Definitely worth testing another card.

I switch monitors alot, and almost never screw the monitor in tightly either and have never seen that problem.


----------



## Cheeseball81 (Mar 3, 2004)

I tried 2 other monitors and the same lines were there. When I told the guy about it at the store, he actually unscrewed a monitor there and only had the pins in, and it still worked. So it must be the card. I gave up on downloading the missing driver. It just seems like everytime I put a new piece of hardware on this computer, then something else dies. :down:


----------



## Cheeseball81 (Mar 3, 2004)

I want to uninstall my graphics driver and then re-download it off the SiS website. 

I use Windows 98...so do I need to go into Device Manager and just hit "remove" on the display adapter? Then download it again and install?


----------



## ~Candy~ (Jan 27, 2001)

Yes, I just went thru a tough SiS driver install. Whatever you do, don't reboot, remove it from device manager first, and then search for new hardware and CHOOSE the device from the menu (SiS) and then choose HAVE disk, it will look for an .inf file first.

Download the new driver first, unzip it to a file folder on the desktop for easy access, then point the new install there.


----------



## Cheeseball81 (Mar 3, 2004)

Should I download the file first off the website? 

Or remove first from Device Manager and then download?

On the SiS website...I picked the 630/730 series and started to download it. At 1% with over an hour to go...


----------



## ~Candy~ (Jan 27, 2001)

I made that mistake of the 630/730 as well. What do you have onboard? If you have a 630, download the 630. I am still having refresh rate problems on one drive with the 630/730. I've set it to 60hz and it's still balking. Although on another drive with the same drivers, it's fine. 

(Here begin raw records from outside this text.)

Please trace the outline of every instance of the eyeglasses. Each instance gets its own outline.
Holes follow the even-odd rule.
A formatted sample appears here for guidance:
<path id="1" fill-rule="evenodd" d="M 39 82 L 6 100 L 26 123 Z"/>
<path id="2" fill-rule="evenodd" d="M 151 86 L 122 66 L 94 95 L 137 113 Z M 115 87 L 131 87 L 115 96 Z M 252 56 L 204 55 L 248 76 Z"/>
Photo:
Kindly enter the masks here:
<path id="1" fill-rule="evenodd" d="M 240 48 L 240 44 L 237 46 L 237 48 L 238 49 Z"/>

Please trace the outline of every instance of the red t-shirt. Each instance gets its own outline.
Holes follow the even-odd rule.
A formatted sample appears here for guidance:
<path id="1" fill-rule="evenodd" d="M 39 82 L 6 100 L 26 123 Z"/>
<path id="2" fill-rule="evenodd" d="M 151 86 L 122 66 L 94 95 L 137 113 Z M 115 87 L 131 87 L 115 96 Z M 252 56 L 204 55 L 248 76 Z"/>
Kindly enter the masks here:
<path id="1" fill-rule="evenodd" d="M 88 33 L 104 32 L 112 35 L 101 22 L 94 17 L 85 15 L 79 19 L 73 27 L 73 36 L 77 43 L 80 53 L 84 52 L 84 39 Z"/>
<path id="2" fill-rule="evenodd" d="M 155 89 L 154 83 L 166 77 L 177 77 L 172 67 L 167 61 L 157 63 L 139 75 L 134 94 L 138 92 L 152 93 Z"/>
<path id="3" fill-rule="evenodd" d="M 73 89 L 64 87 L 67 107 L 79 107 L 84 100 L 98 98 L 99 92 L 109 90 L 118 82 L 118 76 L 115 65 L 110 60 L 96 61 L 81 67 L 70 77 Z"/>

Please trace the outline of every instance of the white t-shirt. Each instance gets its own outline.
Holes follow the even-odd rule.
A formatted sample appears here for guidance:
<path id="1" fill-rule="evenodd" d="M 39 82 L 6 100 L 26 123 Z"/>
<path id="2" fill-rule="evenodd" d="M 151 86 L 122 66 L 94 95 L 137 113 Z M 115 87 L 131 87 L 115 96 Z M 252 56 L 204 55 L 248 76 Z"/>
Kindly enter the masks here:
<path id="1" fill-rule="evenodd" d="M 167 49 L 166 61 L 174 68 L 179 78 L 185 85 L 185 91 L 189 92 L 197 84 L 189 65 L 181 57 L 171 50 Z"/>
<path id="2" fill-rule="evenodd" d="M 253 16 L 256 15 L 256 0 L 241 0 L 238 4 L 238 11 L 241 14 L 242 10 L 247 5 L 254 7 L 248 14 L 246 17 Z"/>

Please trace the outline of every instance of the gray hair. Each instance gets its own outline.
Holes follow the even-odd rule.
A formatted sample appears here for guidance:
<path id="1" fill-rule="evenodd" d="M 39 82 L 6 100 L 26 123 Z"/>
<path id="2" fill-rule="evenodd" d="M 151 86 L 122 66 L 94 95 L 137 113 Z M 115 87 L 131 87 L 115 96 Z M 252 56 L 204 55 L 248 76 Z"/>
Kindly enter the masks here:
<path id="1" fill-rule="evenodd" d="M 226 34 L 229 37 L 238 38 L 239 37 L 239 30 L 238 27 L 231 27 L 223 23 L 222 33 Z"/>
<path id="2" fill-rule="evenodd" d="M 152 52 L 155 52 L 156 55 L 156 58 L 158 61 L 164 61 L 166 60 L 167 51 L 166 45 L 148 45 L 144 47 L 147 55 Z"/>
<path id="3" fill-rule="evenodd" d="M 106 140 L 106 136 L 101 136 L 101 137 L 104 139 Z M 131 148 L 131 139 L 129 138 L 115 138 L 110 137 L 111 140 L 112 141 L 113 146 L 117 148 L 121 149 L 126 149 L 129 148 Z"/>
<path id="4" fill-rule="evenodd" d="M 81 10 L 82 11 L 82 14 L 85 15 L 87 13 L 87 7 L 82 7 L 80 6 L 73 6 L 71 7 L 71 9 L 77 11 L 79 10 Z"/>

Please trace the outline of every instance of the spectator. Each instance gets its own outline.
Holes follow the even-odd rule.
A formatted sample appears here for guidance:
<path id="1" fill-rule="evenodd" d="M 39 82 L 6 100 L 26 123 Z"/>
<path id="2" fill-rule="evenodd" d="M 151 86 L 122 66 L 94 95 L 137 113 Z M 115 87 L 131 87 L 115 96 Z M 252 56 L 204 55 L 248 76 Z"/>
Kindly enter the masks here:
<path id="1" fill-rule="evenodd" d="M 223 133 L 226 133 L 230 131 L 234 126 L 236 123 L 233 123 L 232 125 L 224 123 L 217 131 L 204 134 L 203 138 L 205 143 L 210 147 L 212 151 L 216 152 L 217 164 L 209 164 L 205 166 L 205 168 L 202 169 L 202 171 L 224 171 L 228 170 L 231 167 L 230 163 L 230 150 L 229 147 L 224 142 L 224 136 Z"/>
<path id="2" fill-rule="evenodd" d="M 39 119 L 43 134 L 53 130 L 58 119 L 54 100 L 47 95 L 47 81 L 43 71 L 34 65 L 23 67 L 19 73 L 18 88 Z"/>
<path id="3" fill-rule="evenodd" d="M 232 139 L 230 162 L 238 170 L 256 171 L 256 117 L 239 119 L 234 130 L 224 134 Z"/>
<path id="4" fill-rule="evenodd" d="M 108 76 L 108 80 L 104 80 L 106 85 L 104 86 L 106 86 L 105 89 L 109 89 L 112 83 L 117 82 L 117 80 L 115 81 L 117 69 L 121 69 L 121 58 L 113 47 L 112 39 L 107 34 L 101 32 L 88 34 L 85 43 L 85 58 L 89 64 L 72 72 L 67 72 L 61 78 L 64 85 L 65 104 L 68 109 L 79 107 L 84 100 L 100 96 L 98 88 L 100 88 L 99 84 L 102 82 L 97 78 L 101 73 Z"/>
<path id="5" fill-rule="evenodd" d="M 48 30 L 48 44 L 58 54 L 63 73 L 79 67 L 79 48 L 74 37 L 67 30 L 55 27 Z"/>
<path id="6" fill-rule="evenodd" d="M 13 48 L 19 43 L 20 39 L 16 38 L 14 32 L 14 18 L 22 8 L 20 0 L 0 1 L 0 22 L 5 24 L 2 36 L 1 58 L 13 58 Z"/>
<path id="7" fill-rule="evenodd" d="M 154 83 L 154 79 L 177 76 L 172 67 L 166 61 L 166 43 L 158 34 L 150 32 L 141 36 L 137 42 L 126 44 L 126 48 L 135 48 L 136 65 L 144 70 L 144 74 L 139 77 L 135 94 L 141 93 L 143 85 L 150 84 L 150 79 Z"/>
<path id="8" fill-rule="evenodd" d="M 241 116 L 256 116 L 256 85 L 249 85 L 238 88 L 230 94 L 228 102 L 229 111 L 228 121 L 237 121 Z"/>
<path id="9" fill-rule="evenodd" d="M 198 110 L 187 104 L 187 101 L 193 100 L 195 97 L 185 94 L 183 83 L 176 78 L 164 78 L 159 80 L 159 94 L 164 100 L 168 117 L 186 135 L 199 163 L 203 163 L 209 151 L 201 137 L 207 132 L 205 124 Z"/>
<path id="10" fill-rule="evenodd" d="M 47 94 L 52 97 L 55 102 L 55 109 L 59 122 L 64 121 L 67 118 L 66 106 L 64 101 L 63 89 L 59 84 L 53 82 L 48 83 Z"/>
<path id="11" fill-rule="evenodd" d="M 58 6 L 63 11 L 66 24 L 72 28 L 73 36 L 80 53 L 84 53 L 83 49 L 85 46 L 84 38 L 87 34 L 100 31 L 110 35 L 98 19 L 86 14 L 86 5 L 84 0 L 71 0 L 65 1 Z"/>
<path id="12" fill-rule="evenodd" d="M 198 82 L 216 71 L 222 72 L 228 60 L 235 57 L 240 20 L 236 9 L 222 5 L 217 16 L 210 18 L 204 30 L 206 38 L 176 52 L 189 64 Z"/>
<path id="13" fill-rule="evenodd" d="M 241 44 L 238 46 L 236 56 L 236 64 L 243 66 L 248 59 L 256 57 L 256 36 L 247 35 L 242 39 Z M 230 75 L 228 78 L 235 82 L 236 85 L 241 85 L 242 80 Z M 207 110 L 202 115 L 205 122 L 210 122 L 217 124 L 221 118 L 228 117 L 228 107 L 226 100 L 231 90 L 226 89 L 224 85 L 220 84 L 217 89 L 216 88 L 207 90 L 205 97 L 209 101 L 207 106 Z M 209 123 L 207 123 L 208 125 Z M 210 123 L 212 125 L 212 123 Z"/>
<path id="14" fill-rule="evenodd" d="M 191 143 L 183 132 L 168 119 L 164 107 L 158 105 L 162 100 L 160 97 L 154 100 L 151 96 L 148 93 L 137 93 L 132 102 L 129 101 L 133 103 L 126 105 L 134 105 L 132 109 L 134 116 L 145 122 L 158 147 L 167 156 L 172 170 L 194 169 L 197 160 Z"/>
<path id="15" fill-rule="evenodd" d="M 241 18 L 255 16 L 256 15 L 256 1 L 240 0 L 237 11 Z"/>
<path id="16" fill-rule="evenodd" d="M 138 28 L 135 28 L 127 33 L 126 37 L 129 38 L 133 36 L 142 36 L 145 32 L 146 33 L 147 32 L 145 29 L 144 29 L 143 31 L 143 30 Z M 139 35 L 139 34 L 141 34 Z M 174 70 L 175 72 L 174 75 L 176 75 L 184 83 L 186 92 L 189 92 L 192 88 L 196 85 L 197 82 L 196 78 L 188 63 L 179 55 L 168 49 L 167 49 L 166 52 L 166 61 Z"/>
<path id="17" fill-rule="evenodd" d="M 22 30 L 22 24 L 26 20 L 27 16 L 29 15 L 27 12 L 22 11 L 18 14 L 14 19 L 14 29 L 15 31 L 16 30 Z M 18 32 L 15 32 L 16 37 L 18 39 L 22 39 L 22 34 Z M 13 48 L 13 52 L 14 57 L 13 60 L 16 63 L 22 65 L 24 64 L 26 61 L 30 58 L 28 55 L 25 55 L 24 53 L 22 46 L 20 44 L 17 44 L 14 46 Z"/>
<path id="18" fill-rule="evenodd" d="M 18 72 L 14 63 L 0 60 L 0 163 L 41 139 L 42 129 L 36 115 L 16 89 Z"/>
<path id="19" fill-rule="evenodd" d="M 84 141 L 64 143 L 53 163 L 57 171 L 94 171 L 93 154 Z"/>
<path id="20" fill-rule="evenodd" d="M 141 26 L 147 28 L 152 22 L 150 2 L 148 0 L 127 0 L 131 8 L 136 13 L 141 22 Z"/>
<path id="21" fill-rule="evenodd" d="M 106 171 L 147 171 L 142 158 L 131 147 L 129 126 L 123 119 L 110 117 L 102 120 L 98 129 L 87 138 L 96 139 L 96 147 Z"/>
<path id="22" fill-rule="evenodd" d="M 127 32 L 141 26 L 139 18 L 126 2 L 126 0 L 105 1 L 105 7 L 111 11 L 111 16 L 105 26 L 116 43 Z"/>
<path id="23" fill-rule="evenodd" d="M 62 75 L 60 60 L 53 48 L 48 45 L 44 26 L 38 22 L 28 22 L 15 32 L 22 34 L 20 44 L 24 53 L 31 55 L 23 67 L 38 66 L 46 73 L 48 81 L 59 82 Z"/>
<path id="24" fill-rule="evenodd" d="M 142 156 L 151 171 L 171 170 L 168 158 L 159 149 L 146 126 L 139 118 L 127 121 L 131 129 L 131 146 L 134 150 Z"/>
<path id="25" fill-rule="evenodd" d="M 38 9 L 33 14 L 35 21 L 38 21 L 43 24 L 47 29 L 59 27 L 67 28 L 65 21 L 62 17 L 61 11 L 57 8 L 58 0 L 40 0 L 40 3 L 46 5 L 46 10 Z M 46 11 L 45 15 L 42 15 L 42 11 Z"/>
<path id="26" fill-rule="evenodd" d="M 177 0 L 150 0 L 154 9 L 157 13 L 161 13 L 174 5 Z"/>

I have just the 630 driver on my drive that works.

You must be on dialup?


----------



## Cheeseball81 (Mar 3, 2004)

In Display Properties...it says Chip Type 730 Rev 31

From the SiS website, I picked IGP Graphics Drivers, 630 and 730 series, Windows 98.

Actually, I have a cable modem. It's just taking a very long time. I'm only at 7%.  

I figured I'd download it first then unzip it. Then remove it from Device Manager. Then go to add new hardware and go from there. Would that work? 

9%.................


----------



## ~Candy~ (Jan 27, 2001)

If you are on cable with that poor of a download, I'd be on the phone this very second. That is pathetic.

And the download, unzip, etc. is a fine plan. Just don't allow Windows to force any driver down your throat. Watch it every step of the way and intercede.


----------



## Cheeseball81 (Mar 3, 2004)

Tell me about it. I don't know why it's so slow today. It's never usually like this. I'll let ya know what happens when it's done. Whenever that may be...lol.


----------



## Cheeseball81 (Mar 3, 2004)

Well after the long, grueling download...I unzipped the file for the SiS630. I noticed that when WinZip came up...the oemrom.bin file still had no icon next to it...except that Windows one when it doesn't know what application to open it in. 
So removed the Display Adapter...didn't reboot...went to add new hardware, whole screen froze on me. Had no choice but to reboot. Located driver, still no change. Same lines.  
I really don't know if it's because of the oemrom.bin file. What application can open that anyway?  
At a loss now...should I just get a video card put in? I have an AGP slot and a PCI slot available for one.


----------



## ~Candy~ (Jan 27, 2001)

Get a video card to test.


----------